Edinburgh Fringe 2025
The Big Day
Pure Class Theatre and New Celts Productions

Genre: Comedy, New Writing, Theatre
Venue: theSpace On The Mile
Festival: Edinburgh Fringe
Low Down
Four lifelong pals from said Bellshills have planned a long awaited get-together at The Big Day, a free music festival that was the centre piece of Glasgow’s 1990 European City of Culture celebrations. But they now find themselves unable to see it. They’ve ended up in a police holding cell. One of them chose to ping a glow stick at the lassie from their own neck of the woods who’s performing on stage as the headline act.
Review
It’s 1990, midway through Glasgow’s year in the sun as European City of Culture and its The Big Day, a free music festival that was, arguably, the centre point in the city’s celebrations. It attracted around 300,000 punters and featured performances all over the city, showcasing Scottish and international acts that included the likes of Deacon Blue, Wet Wet Wet and Bellshills very own Sheena Easton.

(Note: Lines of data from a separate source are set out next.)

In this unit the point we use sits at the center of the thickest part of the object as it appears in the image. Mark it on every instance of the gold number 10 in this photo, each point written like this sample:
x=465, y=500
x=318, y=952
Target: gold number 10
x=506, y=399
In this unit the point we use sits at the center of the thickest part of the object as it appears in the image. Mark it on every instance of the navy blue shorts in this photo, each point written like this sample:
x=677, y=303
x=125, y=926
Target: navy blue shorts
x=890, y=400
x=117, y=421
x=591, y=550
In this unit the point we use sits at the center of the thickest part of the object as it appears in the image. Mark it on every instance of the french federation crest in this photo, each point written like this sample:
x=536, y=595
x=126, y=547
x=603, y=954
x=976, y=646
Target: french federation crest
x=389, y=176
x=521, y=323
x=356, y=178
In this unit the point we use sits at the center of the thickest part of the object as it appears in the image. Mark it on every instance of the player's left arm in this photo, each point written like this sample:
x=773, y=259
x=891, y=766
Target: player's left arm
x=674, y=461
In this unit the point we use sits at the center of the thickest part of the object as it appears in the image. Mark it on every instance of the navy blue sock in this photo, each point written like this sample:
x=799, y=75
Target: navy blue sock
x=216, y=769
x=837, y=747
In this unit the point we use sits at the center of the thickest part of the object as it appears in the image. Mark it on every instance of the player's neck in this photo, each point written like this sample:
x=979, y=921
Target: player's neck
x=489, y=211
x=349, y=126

But the four lifelong pals from said Bellshills who’d planned a long awaited get-together at this mega-party now find themselves unable to see it. They’ve ended up in a police (or polis, as we call them up here) holding cell. One of them chose to ping a glow stick at the lassie from their own neck of the woods who’s on stage .
Sheena’s “crime”? Acquiring a faux American accent now that she’s hit the big time, dumping the Weegie patois for something more sophisticated, with a bigger global reach. But remember, you can take the lass oot of Glesga, but ye cannae take Glesga oot the lass. And there’s another girl languishing in the corner of the cell but she’s nay fae roon here. She’s from foreign parts – Mull – incarcerated for having the temerity to bottle a pestering pervert.

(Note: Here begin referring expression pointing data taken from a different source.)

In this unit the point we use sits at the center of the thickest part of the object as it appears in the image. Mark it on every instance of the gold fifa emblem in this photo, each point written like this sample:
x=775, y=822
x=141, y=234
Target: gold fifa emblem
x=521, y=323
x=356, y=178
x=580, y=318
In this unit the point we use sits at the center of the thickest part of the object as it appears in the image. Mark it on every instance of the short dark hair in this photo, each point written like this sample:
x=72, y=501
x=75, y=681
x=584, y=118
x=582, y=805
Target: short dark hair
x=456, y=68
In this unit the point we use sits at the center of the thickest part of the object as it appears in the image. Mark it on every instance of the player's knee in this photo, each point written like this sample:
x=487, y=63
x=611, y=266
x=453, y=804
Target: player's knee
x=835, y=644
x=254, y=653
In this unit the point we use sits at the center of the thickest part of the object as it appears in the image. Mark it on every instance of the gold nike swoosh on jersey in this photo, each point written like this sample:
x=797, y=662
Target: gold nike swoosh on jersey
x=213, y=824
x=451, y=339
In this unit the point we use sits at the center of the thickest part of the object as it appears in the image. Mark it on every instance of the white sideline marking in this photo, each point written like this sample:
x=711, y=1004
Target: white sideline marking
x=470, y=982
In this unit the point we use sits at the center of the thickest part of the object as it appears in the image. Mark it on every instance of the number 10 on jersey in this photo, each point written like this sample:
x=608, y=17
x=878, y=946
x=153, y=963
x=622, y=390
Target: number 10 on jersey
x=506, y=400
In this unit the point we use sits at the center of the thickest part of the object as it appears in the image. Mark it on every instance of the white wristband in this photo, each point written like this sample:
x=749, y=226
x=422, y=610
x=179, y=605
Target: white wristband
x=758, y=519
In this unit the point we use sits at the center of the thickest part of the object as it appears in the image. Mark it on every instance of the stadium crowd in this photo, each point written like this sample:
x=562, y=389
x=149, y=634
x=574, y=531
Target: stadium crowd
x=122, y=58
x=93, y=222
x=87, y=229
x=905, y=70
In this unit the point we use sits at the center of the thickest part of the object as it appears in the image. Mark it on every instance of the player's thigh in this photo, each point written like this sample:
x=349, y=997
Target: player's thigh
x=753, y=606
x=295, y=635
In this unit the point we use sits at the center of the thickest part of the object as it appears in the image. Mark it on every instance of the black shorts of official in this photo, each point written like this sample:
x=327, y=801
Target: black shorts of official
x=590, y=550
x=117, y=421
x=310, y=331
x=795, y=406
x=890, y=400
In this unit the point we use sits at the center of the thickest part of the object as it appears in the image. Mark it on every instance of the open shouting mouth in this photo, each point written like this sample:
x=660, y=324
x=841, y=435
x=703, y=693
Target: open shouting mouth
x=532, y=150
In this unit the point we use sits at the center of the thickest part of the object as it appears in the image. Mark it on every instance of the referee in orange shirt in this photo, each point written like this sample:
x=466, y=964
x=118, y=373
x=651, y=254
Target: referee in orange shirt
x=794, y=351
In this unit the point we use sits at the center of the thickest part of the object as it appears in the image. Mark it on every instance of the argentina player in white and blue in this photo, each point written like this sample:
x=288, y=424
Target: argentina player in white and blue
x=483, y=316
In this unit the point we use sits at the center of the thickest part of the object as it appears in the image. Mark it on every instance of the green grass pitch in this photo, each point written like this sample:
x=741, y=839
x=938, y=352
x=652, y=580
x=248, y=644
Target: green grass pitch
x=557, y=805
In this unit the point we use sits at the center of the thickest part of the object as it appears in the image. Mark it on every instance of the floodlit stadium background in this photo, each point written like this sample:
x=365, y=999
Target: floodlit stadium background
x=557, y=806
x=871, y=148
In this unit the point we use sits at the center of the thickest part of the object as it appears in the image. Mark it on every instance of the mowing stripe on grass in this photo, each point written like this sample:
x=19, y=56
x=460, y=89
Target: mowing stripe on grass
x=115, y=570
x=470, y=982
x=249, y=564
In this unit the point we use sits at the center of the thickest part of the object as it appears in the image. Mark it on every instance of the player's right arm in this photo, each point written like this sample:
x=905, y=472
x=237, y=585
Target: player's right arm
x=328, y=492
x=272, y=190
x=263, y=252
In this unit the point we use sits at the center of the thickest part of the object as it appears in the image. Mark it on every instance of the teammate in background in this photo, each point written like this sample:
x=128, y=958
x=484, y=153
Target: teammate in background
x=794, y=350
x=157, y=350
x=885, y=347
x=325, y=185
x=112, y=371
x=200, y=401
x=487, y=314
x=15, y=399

Will all this forced proximity break down the barriers that have grown up between the four pals and the latent barrier between them and her from foreign parts? And, more importantly, how the heck can they all get back out to the concert?
Fiona’s glow stick rebellion is hilarious, perfectly ridiculous yet curiously earnest. Easton’s betrayal of her Glaswegian origins stirs worries amongst the quartet that they, too, might be losing their voices. Their being locked together forces them to confront each other and themselves, opening up fracture lines of trust, trepidation, and quiet compassion, fissures that maybe point to something bigger.
What makes The Big Day stand out, though, is its cast. The five Napier University alumni breathe life into characters which could have easily slipped into stereotypes but are each hauntingly recognisable: prosaic, defensive, regretful, hopeful, hurt. They’re all working‑class dreamers, four who left school at 16 because that’s what you do in Bellshill, the other from the same socio-economic cohort but aiming for university as a means to escape.
There’s a natural chemistry between them, allowing the dialogue to flow freely, emotions between them rising and falling like the tide. The badinage is laced with regrets which land like confessions, sometimes tender, often sharp, always textured. Yet running through each of the quintet was a genuine undercurrent of vulnerability, born of the struggle to stay above water, to stay in a job, to keep a roof over their respective heads, to stay solvent.
Andrew Cole’s set is simple but evocative, consisting of speaker towers and fencing that doubles as both the music festival stage barrier and the cell walls restraining the quintet. Sound and lighting provide empathetic support as the action unfolds with effective short, sharp blackouts delineating scene breaks.
Milly Sweeney’s tightly scripted piece has been inventively staged and directed by Lucy Pedersen. It’s a piece of theatre that packs more meaning and messages into forty-five minutes than many pieces twice that length. The original 1990 Big Day gig highlighted a range of issues, focusing on the homeless but touching others in Scotland such as industrial decline, lack of replacement investment, inequality, poverty, male violence against women, and drug abuse in all its forms.
Fast forward the better part of two generations and you might justifiably ask what has actually changed, apart from Scotland now being a devolved nation, that is? Perhaps that’s why The Big Day seems so worryingly apposite. Thoroughly recommended viewing.